Le journalisme sportif !

Une passion, qui rythme ma vie finalement depuis mes 10 ans. Mais avant de l’évoquer, parlons de ce sport merveilleux qui est source d’émotion, de bonheur, de partage.

Je suis tombé dans la marmite football dès le plus jeune âge.

LE FOOTBALL ENTRE DANS LA MÉMOIRE COLLECTIVE

Et des souvenirs, j’en ai tellement en mémoire !

Difficile de choisir avec toutes ces images en tête, tous ces moments importants. Aussi bien sur le côté artistique du football, qui donne envie d’analyser cela, que sur des instants plus choquants, parfois même injustes, mais qui comme je le disais sont source d’émotions intenses.

Ce qui m’a donné envie de faire ce métier, je pense que c’est à la fois le parcours européen des Stéphanois en 75/76, et peu après l’épopée bastiaise en Coupe de l’UEFA 77/78.

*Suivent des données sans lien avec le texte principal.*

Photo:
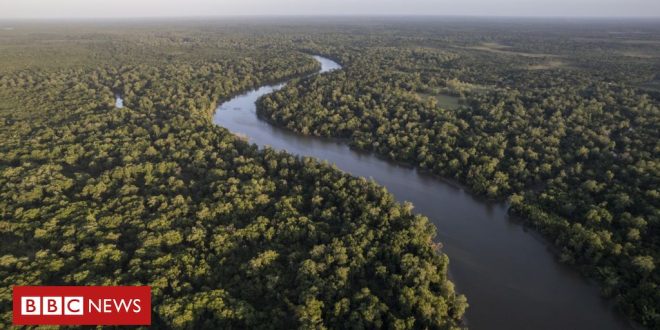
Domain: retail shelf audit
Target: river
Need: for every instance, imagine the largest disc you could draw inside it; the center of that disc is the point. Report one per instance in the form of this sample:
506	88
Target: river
511	279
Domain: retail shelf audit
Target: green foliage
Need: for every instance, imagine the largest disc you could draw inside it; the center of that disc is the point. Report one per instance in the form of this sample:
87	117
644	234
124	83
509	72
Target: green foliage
575	146
226	235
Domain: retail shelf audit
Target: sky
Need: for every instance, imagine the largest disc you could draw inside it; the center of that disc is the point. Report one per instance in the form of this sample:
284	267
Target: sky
10	9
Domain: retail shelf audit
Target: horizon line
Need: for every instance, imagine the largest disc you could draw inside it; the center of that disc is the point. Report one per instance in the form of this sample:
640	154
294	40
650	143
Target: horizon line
356	15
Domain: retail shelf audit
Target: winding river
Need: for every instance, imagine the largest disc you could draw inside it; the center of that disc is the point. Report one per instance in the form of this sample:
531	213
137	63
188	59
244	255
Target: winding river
511	279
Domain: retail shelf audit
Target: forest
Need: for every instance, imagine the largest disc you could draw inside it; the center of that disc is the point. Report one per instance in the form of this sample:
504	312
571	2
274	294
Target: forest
559	122
227	236
563	122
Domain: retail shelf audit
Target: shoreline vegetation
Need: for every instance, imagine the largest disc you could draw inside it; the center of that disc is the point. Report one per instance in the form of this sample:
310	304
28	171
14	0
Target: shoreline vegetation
231	236
562	157
152	193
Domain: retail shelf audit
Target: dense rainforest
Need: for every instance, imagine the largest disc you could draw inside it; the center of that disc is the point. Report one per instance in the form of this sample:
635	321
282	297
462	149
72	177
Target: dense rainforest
563	121
227	235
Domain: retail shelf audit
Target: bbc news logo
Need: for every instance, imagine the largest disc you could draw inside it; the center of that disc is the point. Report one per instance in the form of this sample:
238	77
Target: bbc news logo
82	305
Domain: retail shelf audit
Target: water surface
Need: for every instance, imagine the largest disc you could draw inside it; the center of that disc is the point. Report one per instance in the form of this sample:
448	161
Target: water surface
509	276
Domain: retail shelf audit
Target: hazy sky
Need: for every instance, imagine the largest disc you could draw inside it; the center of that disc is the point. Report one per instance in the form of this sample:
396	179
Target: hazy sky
165	8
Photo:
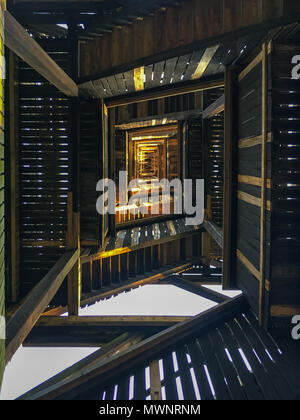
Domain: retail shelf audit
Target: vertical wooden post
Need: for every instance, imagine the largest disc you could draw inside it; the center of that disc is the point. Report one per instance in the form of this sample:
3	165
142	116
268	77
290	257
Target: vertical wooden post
230	178
262	284
73	234
155	384
13	159
112	161
73	242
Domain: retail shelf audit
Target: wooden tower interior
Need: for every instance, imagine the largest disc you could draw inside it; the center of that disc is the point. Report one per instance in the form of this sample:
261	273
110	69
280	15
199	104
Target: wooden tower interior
152	90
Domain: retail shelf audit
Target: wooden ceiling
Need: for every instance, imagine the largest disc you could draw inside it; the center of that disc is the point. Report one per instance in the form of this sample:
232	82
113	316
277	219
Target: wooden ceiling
204	63
92	18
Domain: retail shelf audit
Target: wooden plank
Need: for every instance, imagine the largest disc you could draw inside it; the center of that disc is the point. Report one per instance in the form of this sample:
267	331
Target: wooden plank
139	77
155	385
22	322
251	66
248	264
205	61
110	321
148	349
215	108
20	42
253	180
251	199
214	231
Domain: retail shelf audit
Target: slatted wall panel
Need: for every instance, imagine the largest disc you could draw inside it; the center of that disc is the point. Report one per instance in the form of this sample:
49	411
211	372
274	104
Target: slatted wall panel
285	247
90	170
236	360
2	226
214	132
252	98
44	152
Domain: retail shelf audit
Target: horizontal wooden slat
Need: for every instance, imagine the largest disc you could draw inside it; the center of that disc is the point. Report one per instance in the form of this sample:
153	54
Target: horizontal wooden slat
114	321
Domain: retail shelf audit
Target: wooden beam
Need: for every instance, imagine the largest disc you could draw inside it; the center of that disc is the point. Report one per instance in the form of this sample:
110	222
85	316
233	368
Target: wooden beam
110	321
205	61
164	92
24	319
253	141
215	108
148	349
214	231
23	45
155	278
117	345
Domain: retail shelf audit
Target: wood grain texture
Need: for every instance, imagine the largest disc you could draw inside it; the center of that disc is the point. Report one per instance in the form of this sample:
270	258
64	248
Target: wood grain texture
19	41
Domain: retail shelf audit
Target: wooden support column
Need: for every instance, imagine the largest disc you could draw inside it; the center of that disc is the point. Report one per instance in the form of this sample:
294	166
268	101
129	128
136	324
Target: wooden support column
262	284
230	182
155	384
73	234
13	171
112	162
73	242
206	238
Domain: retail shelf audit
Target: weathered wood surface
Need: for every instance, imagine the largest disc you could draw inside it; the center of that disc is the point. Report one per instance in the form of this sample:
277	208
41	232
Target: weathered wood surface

Avec l’AS Saint-Étienne, c’était la découverte du foot pour moi, avec la fièvre verte qui a sans doute atteint tous les jeunes de ma génération. La finale contre le Bayern Munich et ses fameux poteaux carrés. Ensuite le moment où je commence à écrire des petits textes sur les matchs, sous forme de résumé, c’est avec Bastia donc à 11 ans, mes premiers rendez-vous galants avec le journalisme.

Par la suite en tant que fan de foot et journaliste sportif, j’ai bien sûr plein d’autres images ! Pour en citer quelques-unes, la première coupe de France du PSG contre l’ASSE en 82, la finale de coupe de France l’année suivante également avec ce magnifique but de Touré lors de PSG-Nantes, le France-Bulgarie, pas celui de Kostadinov en 93 que les générations d’après connaissent, mais le premier marquant, en 77, quand l’EDF joue sa qualification pour la Coupe du Monde 78 en Argentine.

Je crois qu’il n’y a pas de matchs que j’ai plus attendu que celui-ci, j’avais un poster de Onze Mondial dans ma chambre avec le calendrier de l’Équipe de France, et il y avait ce 16 Novembre 1977 entouré, France-Bulgarie, dont on avait compris assez vite que ça allait être le match de la qualif. J’ai vraiment attendu ce match comme un enfant attend le père Noël. Et je me rappelle pour l’anecdote que la France était au pied du mur, devait absolument gagner et le sélectionneur de l’époque, Hidalgo, avait aligné un 4-2-4, qui avait payé avec une victoire 3-1 !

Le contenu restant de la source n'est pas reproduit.